Territorial or private mint gold

Allen Rowe


In our countries history coinage has changed in some very interesting ways. We started out primarily using the English monetary system in the colonies, but in 1793 the United States began coining currency of its own. Legal tender changed and other currencies were phased out. In the West, the Spanish coinage system adopted in Mexico circulated well past the mid-19th century. During this period, of roughly 75 years, there was one other type of currency that was born giving today’s numismatists a very specialized and exciting area to collect, territorial gold.

The name territorial is kind of a misnomer in itself. These coins were not struck under the authority of any territory or state, but the numismatic community has adopted the name nonetheless. These coins were all made in gold rush areas and the coins made were all gold. Private coiners used the newly found resources to make coins that ended up circulating as currencies in those regions until the infrastructure of that area was able to grow.

First was in the Georgia and North Carolina region during the 1830s. A few coiners arose and struck gold coins to appease the need for currency in the area. In 1838, two official mints were opened in Dahlonega, Ga., and Charlotte, N.C. Next came two western gold rushes, the 1849 California gold rush and the less known Oregon gold rush. In 1849, the Oregon Exchange Company struck $5 and $10 gold coins. And a host of companies struck versions of their own coins in California. Close to 20 different companies struck California gold coins that were $5 to $50. The mint coming to San Francisco in 1854 put an end to these private coiners and the last of these larger coins were struck in 1855. Interestingly enough, some of them appeared to circulate for many years afterward.

During the Western gold rush the Mormons in Salt Lake City began striking their own gold coins. Coins from $5-$20 were struck from 1849-1860. These coins were primarily struck to circulate through the Mormon Territory and its settlers.

The last era of territorials we see comes in 1860-1861. Gold was discovered in Colorado and once again a few coiners made coins to help conduct commerce. This era was short lived as the country was growing at an exponential rate. The telegraph connected east to west in 1861 and the continental railroad was shortly behind. With the country connected all things came easier to the newly expanding west.

When it came to these private coins not all of them were accepted by their peers. If people were skeptical of the coins they often were melted or destroyed. Whether low production numbers or high levels of destruction, the survival rate of many of these coins are extremely low making them difficult to locate.

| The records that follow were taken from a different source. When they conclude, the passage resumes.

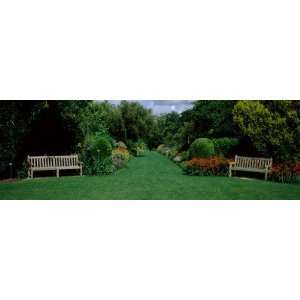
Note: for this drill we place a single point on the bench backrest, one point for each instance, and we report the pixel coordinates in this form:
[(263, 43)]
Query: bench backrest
[(53, 161), (253, 162)]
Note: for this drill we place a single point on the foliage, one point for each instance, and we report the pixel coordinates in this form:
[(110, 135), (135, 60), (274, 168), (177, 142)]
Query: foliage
[(153, 177), (121, 144), (285, 173), (120, 157), (216, 166), (206, 118), (272, 126), (96, 155), (225, 146), (202, 147)]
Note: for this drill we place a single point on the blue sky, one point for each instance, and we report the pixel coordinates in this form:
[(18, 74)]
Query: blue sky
[(163, 106)]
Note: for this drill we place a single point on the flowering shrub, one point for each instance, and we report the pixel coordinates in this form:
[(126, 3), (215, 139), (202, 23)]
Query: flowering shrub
[(202, 147), (285, 172), (120, 157), (96, 155), (139, 148), (206, 166), (121, 144)]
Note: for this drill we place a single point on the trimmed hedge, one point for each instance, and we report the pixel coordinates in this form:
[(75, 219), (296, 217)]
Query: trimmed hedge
[(225, 146)]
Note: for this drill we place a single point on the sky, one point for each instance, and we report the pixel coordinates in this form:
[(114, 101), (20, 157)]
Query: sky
[(163, 106)]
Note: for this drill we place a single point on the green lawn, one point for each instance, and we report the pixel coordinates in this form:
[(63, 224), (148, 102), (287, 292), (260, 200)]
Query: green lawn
[(149, 177)]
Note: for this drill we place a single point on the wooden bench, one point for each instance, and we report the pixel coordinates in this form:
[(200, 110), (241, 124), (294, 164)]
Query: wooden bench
[(251, 164), (55, 163)]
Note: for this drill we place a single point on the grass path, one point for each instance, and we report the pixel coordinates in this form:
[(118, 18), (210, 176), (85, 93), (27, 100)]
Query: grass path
[(149, 177)]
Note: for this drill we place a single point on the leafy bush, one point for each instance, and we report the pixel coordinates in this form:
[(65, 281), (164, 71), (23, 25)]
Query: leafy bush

Overall there were a number of companies that struck gold coins on their own. Some lasted longer and struck more coins than others, and some ended up striking relatively few, but all of these territorial gold coins are prized by numismatists everywhere. Not everyone will endeavor collecting these rarities but for those that do it can become a lifetime of searching. Chasing the same gold our predecessors spent their lives in search of.

Allen Rowe is the owner of Northern Nevada Coin in Carson City.